Other possibilities are that Ni²⁺ itself (better than Mg²⁺) combines with levofloxacin and results in inhibition of its uptake or that levofloxacin, a zwitterionic compound, uses some cation channel to enter the cellules and that cations competitively inhibit its uptake. It must be noted that in this context, levofloxacin differs considerably from pefloxacin, whose uptake is modestly and briefly (5 min) increased in the presence of Ca²⁺ (19).

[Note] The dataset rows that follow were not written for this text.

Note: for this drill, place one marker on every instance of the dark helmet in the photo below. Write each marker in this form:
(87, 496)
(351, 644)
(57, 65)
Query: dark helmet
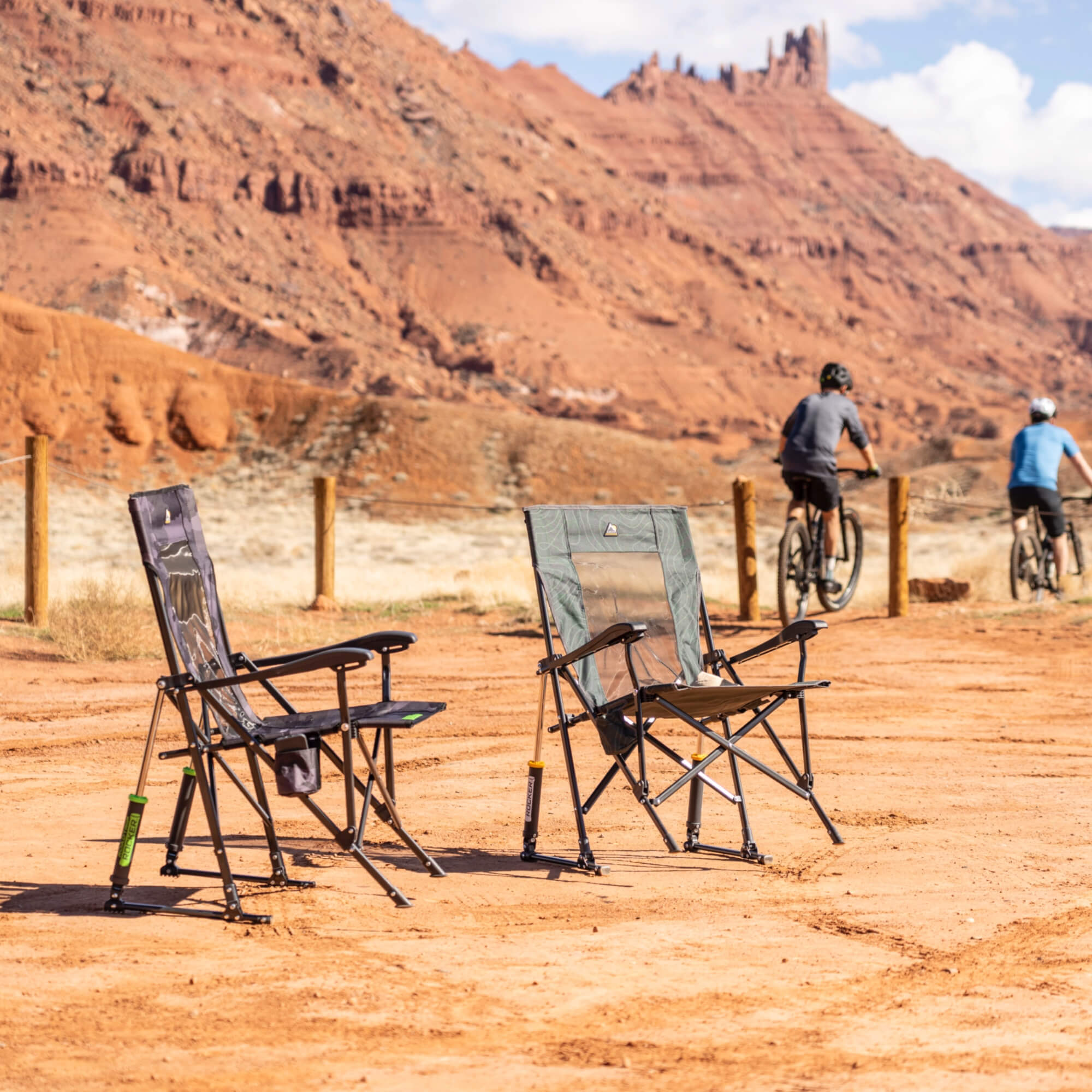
(837, 376)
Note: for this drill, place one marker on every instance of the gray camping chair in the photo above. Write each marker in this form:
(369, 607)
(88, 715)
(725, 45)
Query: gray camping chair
(206, 672)
(624, 590)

Other data that argue against an active transport process for levofloxacin uptake are those obtained after pretreatment of neutrophils with various agents which either stimulate (PMA, FMLP) or impair (H₇, staurosporine) various protein phosphorylation processes in the neutrophils. Pascual et al. (28) have reported that PMA slightly increased ofloxacin and levofloxacin uptake at 20 min, and Loo et al. (17) have observed a similar, even considerably stronger, effect for ciprofloxacin. Here we did not observe any significant effect of a 1- to 20-min pretreatment of PMA on levofloxacin uptake at 10 min, a time when the rate of uptake is optimal and should depend on an active process (if such a process exists). At the present time there is no clear explanation for this discrepancy; it is possible that the reactive oxygen species produced by PMA-activated neutrophils alter the fluoroquinolone structure and the associated fluorescence of these molecules, because both groups of investigators used this technique to measure drug uptake, or that PMA, by altering membrane fluidity, also favors drug uptake at longer incubation times.

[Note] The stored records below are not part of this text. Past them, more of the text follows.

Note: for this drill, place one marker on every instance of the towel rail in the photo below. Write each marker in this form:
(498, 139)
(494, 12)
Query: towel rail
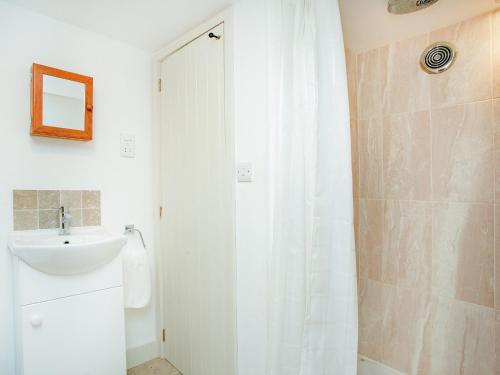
(131, 229)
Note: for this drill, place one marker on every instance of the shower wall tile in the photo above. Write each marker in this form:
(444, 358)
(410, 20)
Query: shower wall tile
(497, 342)
(351, 81)
(496, 120)
(470, 78)
(463, 252)
(497, 260)
(407, 254)
(370, 143)
(373, 308)
(459, 338)
(371, 77)
(355, 156)
(407, 86)
(371, 238)
(356, 233)
(462, 153)
(407, 156)
(496, 54)
(429, 227)
(403, 328)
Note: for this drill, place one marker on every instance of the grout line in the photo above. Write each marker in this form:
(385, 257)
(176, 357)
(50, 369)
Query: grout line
(431, 292)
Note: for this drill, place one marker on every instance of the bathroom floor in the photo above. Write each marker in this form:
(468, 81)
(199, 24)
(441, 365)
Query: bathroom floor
(155, 367)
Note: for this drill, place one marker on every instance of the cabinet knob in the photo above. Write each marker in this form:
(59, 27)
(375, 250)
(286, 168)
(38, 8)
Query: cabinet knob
(36, 321)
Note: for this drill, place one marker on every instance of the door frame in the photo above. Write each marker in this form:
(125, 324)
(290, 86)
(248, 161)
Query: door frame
(226, 18)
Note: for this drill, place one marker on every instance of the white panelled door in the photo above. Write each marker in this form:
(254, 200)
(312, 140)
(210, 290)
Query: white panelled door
(198, 222)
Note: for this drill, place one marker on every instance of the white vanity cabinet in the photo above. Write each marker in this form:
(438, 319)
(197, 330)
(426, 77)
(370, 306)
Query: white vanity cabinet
(70, 324)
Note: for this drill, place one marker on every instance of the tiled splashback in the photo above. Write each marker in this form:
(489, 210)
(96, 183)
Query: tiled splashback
(39, 209)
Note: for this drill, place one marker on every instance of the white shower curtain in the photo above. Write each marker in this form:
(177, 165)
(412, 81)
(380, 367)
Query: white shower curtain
(313, 299)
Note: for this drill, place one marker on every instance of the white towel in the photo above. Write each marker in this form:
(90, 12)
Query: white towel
(136, 276)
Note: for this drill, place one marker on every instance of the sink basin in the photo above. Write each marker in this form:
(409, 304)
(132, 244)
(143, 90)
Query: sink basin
(84, 250)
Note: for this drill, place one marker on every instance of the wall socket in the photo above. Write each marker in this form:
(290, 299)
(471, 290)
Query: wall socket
(245, 172)
(127, 145)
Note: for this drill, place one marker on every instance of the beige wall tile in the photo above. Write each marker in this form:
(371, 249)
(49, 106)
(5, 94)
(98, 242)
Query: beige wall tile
(91, 199)
(497, 260)
(48, 219)
(71, 198)
(403, 330)
(496, 53)
(407, 156)
(496, 120)
(459, 339)
(355, 157)
(469, 79)
(351, 81)
(373, 306)
(371, 76)
(407, 254)
(91, 217)
(407, 86)
(463, 253)
(462, 153)
(370, 158)
(25, 199)
(497, 342)
(76, 217)
(49, 199)
(25, 219)
(371, 238)
(356, 233)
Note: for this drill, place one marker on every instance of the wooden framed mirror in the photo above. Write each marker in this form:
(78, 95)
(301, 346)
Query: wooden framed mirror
(61, 104)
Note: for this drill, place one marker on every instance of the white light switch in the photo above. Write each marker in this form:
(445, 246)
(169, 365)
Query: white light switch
(245, 172)
(127, 146)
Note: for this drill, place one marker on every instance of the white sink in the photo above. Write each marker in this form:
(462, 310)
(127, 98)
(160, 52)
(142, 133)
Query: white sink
(84, 250)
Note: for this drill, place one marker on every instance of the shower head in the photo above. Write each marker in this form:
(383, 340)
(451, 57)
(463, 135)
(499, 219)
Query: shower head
(438, 57)
(408, 6)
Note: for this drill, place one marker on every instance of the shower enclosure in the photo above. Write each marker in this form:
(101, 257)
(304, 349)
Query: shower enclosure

Other controversial data arise from the use of probenecid to block fluoroquinolone efflux. Some investigators have observed that probenecid, by inhibiting an organic anion transporter active in the J774 macrophage-like cell line, enhanced the accumulation of norfloxacin, thereby increasing the intracellular bioactivity of this drug (as well as that of ciprofloxacin) against Listeria monocytogenes (4, 31). Here we observed no effect of probenecid on levofloxacin accumulation or efflux (Fig. 7). Similar results have been obtained with pefloxacin and monocytes (19). Whether levofloxacin and pefloxacin do not use this transporter to egress from human phagocytic cells or this transporter is more active in immortalized cell lines such as J774 cells remains to be determined.

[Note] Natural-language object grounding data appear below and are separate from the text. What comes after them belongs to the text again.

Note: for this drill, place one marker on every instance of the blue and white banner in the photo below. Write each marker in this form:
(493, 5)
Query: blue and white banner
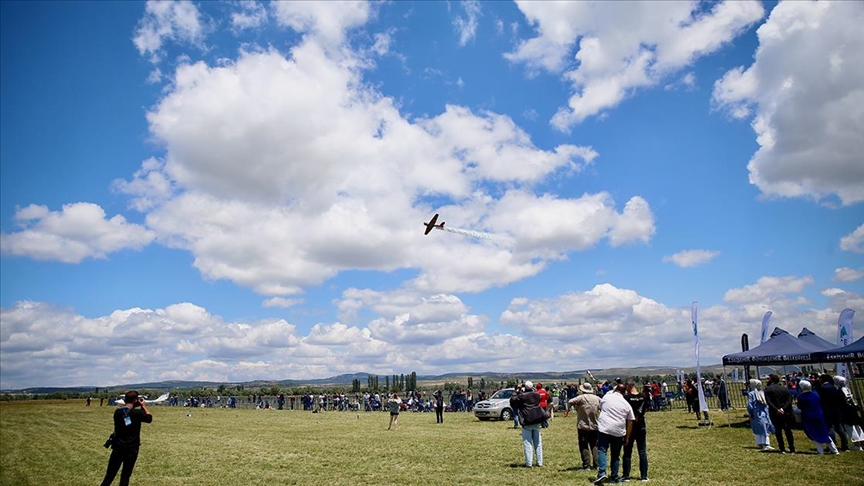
(764, 336)
(703, 405)
(844, 338)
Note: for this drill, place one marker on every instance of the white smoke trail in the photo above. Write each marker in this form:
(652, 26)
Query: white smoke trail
(477, 234)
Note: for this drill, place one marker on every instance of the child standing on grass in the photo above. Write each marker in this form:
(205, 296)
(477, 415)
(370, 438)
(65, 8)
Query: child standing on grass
(394, 404)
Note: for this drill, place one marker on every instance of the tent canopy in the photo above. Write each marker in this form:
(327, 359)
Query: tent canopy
(852, 353)
(810, 337)
(781, 349)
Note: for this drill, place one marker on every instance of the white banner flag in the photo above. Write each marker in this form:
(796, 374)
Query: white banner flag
(764, 335)
(844, 338)
(703, 405)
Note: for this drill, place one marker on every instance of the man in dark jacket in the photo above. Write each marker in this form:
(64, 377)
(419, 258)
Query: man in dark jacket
(126, 437)
(531, 415)
(779, 402)
(833, 401)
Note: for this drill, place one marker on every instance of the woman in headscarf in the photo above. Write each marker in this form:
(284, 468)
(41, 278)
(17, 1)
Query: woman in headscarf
(850, 415)
(760, 421)
(812, 418)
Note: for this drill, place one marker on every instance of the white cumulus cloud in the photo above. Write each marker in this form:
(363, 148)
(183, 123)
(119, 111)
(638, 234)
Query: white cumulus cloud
(804, 91)
(691, 258)
(854, 241)
(80, 230)
(623, 46)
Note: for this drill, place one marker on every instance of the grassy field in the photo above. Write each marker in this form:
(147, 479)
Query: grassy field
(61, 443)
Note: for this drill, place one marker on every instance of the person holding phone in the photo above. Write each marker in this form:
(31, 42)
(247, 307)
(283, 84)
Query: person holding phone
(126, 439)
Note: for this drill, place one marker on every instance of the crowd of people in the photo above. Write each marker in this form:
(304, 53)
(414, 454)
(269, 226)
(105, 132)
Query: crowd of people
(829, 414)
(610, 416)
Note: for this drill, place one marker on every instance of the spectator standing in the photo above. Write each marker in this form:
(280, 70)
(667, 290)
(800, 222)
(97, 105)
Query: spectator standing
(850, 416)
(531, 415)
(833, 402)
(587, 406)
(760, 420)
(614, 428)
(544, 401)
(395, 406)
(780, 412)
(126, 439)
(722, 394)
(692, 395)
(640, 404)
(813, 419)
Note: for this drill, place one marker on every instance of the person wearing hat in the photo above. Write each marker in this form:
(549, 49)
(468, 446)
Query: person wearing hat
(813, 420)
(587, 406)
(545, 398)
(614, 427)
(531, 416)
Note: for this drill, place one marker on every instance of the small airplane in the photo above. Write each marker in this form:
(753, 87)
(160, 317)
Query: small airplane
(431, 224)
(162, 398)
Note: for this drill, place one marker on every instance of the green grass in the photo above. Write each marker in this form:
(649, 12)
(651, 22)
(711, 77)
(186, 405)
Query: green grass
(61, 443)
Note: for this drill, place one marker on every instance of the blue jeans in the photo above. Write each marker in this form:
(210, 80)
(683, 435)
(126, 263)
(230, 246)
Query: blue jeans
(604, 442)
(532, 443)
(637, 436)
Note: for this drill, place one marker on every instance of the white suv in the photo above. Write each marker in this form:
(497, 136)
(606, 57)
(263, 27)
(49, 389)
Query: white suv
(497, 406)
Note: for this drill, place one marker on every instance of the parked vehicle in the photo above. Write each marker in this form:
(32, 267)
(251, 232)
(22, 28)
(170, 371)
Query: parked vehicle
(495, 407)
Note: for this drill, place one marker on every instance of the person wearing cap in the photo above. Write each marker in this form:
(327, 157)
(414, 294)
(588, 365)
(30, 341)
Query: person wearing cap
(760, 421)
(587, 406)
(850, 417)
(640, 402)
(544, 402)
(125, 442)
(813, 420)
(613, 431)
(780, 412)
(531, 416)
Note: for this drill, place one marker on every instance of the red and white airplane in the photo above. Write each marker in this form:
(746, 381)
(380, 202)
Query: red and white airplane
(431, 224)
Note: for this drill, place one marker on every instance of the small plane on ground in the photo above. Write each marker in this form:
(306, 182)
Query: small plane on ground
(162, 398)
(431, 224)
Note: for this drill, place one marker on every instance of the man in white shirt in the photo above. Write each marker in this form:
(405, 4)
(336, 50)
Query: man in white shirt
(614, 427)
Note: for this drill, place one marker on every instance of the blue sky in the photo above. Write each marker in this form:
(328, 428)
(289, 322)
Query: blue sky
(235, 191)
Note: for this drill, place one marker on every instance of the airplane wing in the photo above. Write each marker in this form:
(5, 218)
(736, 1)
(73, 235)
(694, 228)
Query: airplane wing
(431, 224)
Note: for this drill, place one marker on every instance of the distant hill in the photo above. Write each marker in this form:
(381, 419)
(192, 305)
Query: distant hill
(424, 380)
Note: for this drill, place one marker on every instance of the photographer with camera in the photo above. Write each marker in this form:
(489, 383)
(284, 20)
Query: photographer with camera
(126, 439)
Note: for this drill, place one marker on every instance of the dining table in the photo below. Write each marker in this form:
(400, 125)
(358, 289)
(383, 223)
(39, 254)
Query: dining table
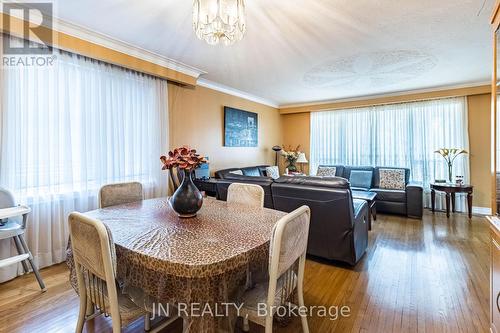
(202, 261)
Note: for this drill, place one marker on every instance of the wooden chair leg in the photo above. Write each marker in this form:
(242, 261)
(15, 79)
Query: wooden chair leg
(246, 325)
(32, 263)
(20, 250)
(147, 323)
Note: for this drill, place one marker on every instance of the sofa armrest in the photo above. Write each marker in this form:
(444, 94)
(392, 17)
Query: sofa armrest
(360, 230)
(414, 200)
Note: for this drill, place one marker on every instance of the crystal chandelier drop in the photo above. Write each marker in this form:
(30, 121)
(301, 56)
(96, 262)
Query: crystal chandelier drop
(219, 21)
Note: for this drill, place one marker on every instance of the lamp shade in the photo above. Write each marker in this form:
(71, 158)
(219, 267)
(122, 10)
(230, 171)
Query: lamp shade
(302, 158)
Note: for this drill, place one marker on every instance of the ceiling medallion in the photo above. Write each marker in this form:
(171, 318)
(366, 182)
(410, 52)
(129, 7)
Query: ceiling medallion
(219, 21)
(375, 69)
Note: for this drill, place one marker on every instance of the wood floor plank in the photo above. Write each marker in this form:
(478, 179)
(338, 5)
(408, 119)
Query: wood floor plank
(429, 275)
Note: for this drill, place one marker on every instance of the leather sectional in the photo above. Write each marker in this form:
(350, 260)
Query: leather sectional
(339, 222)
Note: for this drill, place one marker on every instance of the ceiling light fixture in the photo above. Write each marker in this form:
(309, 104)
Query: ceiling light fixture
(219, 21)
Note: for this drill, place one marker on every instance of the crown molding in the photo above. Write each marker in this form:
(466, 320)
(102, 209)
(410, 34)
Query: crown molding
(395, 94)
(117, 45)
(235, 92)
(121, 46)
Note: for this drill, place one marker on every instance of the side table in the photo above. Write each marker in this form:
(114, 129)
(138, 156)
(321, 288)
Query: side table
(450, 190)
(209, 186)
(369, 197)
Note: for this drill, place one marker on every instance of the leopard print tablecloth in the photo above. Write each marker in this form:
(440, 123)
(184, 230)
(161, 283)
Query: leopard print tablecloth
(199, 260)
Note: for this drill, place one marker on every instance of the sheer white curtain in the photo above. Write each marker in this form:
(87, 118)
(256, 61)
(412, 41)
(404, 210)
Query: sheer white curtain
(403, 135)
(67, 130)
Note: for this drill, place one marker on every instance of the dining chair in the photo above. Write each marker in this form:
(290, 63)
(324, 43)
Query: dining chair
(247, 194)
(10, 228)
(120, 193)
(95, 265)
(287, 257)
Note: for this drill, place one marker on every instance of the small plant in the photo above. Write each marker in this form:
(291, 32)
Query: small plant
(450, 154)
(291, 156)
(184, 158)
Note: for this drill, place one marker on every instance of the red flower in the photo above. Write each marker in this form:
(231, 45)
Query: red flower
(182, 158)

Another interesting hypothesis regarding the mechanism of the transmembrane transport of levofloxacin was the possible involvement of the multidrug transporter P glycoprotein (P-gP), a 170-kDa membrane glycoprotein which mediates the transport of a variety of lipophilic substrates including fluoroquinolones (6, 14, 29). However, the importance of this transporter for quinolones has been demonstrated in epithelial cells and cell lines only. Although a P-gP-like protein has been identified inside PMNs (16), a role of P-gP in the uptake of levofloxacin by PMNs is unlikely because the P-gP-reversing agent verapamil did not modify either the accumulation or the efflux of levofloxacin.

In conclusion, all the data reported here strongly support a passive accumulation mechanism of levofloxacin in human neutrophils. This moderate (four- to sixfold) but rapid accumulation may be of use in the eradication of intracellular susceptible pathogens, particularly those located in the cytosolic compartment.